By Dustin Rowles | Streaming | June 19, 2019 |
By Dustin Rowles | Streaming | June 19, 2019 |
I have no illusions about the audience for whom Netflix’s Trinkets is designed, and it’s not the one who typically reads this site. It’s a teen drama based on a YA novel of the same name, written by Kirsten Smith. But I also understand that our typical reader — a female, 35-year-old liberal arts major — probably reads as much or more YA fiction as actual young adults (and I include myself among those who read a lot of YA lit).

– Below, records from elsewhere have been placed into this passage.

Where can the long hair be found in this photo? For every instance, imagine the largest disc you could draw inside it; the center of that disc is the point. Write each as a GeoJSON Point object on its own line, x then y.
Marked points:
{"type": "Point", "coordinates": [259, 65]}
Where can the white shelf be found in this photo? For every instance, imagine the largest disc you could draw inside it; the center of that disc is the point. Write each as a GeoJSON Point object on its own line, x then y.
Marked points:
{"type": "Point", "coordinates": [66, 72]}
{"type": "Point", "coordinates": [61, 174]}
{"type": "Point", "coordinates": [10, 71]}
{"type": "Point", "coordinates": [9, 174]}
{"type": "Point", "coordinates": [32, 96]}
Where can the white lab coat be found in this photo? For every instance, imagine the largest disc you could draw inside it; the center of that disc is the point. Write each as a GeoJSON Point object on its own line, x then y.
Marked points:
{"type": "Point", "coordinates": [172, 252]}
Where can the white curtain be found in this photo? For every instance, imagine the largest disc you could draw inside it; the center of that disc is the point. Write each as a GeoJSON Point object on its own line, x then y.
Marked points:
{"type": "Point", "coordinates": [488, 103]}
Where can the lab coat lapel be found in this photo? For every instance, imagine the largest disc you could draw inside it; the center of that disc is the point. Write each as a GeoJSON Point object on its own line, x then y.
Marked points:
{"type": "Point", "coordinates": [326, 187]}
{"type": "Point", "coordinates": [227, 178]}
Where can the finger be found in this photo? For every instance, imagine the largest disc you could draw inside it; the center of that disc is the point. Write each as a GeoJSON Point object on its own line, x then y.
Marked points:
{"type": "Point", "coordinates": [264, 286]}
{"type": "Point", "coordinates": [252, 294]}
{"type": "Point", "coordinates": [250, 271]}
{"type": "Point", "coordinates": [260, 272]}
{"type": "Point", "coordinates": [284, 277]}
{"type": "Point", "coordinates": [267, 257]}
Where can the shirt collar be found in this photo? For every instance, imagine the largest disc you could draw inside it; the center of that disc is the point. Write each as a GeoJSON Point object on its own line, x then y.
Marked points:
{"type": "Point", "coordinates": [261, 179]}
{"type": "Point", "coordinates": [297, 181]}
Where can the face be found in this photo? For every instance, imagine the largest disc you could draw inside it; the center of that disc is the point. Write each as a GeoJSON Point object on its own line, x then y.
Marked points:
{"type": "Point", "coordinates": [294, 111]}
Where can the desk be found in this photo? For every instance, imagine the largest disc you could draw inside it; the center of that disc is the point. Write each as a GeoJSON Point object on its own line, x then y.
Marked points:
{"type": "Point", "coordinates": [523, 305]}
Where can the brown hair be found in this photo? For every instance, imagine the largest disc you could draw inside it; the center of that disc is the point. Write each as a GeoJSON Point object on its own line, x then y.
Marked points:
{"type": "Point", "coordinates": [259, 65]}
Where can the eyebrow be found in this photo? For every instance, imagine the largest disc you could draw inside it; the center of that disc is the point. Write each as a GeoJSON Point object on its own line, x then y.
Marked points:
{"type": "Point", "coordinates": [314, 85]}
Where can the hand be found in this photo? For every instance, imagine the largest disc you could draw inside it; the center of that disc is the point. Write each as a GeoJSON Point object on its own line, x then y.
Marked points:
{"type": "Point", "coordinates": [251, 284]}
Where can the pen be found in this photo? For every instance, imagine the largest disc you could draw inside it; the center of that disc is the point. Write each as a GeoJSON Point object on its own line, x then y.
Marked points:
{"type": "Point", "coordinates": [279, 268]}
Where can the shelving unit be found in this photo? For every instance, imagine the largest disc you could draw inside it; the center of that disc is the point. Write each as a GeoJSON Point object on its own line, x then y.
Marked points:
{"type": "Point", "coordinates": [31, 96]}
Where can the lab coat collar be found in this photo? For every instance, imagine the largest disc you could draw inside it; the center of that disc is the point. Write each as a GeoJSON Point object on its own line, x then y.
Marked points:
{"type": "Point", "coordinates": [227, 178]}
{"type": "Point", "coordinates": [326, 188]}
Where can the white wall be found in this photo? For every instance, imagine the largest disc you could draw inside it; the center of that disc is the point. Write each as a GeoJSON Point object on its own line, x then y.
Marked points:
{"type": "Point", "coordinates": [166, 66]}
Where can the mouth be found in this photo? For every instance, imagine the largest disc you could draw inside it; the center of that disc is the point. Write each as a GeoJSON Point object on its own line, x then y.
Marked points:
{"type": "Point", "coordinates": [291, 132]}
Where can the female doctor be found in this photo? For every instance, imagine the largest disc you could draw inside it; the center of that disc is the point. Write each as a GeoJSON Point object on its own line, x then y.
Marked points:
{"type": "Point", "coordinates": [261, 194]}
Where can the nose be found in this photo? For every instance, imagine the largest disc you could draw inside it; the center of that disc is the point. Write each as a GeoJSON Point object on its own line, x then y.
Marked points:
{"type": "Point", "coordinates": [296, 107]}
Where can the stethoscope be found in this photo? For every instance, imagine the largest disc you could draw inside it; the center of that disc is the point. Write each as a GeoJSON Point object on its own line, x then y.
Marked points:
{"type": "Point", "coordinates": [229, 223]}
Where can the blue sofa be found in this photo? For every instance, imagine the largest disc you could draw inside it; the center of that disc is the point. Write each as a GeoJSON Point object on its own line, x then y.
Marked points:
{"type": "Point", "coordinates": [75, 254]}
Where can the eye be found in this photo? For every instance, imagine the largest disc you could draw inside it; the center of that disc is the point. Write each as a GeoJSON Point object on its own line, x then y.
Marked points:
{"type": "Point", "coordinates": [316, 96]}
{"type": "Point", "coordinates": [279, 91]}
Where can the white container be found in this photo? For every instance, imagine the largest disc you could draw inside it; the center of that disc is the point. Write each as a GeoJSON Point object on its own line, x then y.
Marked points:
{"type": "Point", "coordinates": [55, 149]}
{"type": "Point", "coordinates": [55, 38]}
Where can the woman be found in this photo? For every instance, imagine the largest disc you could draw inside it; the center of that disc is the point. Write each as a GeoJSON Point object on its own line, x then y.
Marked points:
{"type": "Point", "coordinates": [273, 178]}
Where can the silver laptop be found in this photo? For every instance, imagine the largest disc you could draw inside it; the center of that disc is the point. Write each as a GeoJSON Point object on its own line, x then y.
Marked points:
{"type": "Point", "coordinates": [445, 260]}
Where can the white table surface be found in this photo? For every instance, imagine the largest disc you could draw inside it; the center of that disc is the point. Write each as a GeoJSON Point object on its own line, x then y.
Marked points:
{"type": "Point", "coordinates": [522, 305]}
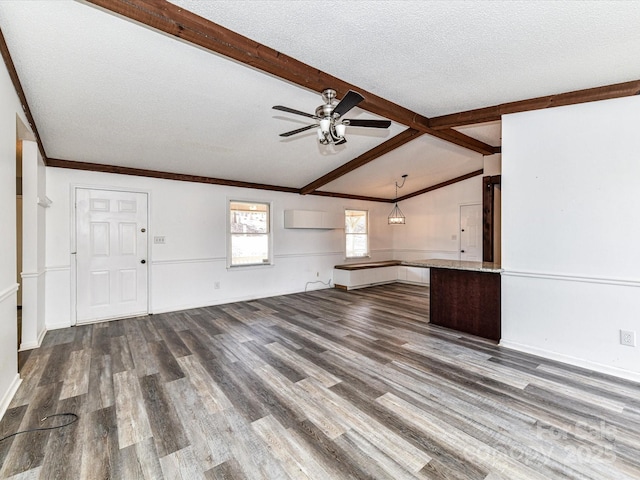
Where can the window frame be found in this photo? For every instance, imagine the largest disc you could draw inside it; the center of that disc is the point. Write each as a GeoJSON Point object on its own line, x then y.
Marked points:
{"type": "Point", "coordinates": [346, 234]}
{"type": "Point", "coordinates": [268, 234]}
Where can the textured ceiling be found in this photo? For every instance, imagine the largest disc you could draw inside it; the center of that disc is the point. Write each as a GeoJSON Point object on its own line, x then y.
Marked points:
{"type": "Point", "coordinates": [103, 89]}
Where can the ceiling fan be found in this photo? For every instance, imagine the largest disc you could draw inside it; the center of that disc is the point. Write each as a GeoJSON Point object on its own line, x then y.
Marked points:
{"type": "Point", "coordinates": [329, 117]}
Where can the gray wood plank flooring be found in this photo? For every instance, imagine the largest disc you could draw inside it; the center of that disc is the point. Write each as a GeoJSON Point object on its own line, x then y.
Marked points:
{"type": "Point", "coordinates": [321, 385]}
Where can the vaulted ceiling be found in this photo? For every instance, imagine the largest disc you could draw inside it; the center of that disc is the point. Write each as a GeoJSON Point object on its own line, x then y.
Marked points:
{"type": "Point", "coordinates": [185, 89]}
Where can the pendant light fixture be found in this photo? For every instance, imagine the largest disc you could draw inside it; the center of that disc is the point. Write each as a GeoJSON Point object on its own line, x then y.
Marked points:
{"type": "Point", "coordinates": [396, 217]}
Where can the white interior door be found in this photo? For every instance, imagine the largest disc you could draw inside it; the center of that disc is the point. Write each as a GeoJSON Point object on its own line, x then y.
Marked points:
{"type": "Point", "coordinates": [111, 254]}
{"type": "Point", "coordinates": [471, 232]}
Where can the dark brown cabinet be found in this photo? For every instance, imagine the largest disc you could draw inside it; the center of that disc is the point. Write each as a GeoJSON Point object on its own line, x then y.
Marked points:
{"type": "Point", "coordinates": [466, 300]}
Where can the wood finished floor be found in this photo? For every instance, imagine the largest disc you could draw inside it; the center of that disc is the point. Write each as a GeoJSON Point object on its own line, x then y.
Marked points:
{"type": "Point", "coordinates": [323, 385]}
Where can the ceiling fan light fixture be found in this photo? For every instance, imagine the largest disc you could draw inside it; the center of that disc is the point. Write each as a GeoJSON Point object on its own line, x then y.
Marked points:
{"type": "Point", "coordinates": [325, 125]}
{"type": "Point", "coordinates": [332, 127]}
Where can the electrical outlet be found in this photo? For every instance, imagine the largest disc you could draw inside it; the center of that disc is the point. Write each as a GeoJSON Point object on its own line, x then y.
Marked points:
{"type": "Point", "coordinates": [627, 338]}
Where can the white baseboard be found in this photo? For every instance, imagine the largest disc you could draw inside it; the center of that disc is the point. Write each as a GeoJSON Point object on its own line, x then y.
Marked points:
{"type": "Point", "coordinates": [578, 362]}
{"type": "Point", "coordinates": [8, 396]}
{"type": "Point", "coordinates": [57, 326]}
{"type": "Point", "coordinates": [31, 345]}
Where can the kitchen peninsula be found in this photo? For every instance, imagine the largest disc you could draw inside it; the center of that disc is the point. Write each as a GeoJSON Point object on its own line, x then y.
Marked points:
{"type": "Point", "coordinates": [464, 296]}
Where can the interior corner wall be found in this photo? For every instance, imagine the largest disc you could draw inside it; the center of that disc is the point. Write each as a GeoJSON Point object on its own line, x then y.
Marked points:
{"type": "Point", "coordinates": [9, 107]}
{"type": "Point", "coordinates": [571, 190]}
{"type": "Point", "coordinates": [33, 246]}
{"type": "Point", "coordinates": [432, 228]}
{"type": "Point", "coordinates": [185, 271]}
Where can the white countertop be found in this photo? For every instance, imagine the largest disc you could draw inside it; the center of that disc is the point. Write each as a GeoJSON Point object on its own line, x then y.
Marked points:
{"type": "Point", "coordinates": [454, 265]}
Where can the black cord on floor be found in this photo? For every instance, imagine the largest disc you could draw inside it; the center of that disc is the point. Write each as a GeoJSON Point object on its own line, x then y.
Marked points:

However, given that the Netflix series is geared toward a teen audience, I want to give it some latitude, but even then, it’s disappointing series compared to other television shows marketed toward the same audience: MTV’s marvelous Awkward, Netflix’s The Society, the terrific Sex Education, The Runaways, or even problematic but entertaining shows like 13 Reasons Why or baffling but occasionally entertaining shows like Riverdale. The best that I can say for Trinkets is that it is inoffensively bland. The drama is low key, the writing is subpar, the acting is so-so, and the series itself just kind of exists. It’s not bad, but it’s not good, either. Even granting considerable latitude to the series, it is at best passably entertaining.
It does have an interesting cast, however. It’s a mix of familiar faces that look unfamiliar out of context, like the lead Brianna Hildebrand, who plays Elodie Davis. She’s a mousy wallflower who just moved in with her estranged Dad and his wife and son, after her mother died in a DWI accident. She’s not adjusting well to her new school, in part because she misses her girlfriend at her old school, and she takes advantage of the fact that no one ever notices her by shoplifting. It’s a far less showy role that the one Hildebrand is best known for, Negasonic Teenage Warhead in the Deadpool movies.
After she gets caught shoplifting, her Dad (character actor Larry Sullivan from Big Little Lies) enrolls her in a shoplifting anonymous meeting, where forges an unlikely friendship with two of her classmates: Moe (Kiana Madeira), the smart girl who hides it beneath her tough talk and leather jacket (think Tori from Saved by the Bell), and Tabitha (Quintessa Swindell), the popular girl who has an abusive boyfriend played by Brandon Butler (who also plays a bully in 13 Reasons Why). Over the course of the series, these three women — who seemingly have nothing in common except for an addiction to shoplifting — become best friends, as they deal with their own issues at school and at home, including survivor’s guilt, abandonment, abuse, and divorce (in fact, Tabitha’s mom is played by Joy Bryant from Parenthood, although she is mostly wasted here).
The production values are low rent, the storylines all feel stitched together, and even when the women are dealing with heavier issues in their lives, there’s very little intensity or any sense of urgency. Trinkets can best be described as occasionally cute, but mostly muted and sleepy, as though the first draft of a read through were filmed and turned into a series. It lacks something, but it is not even defined enough to know what it is lacking.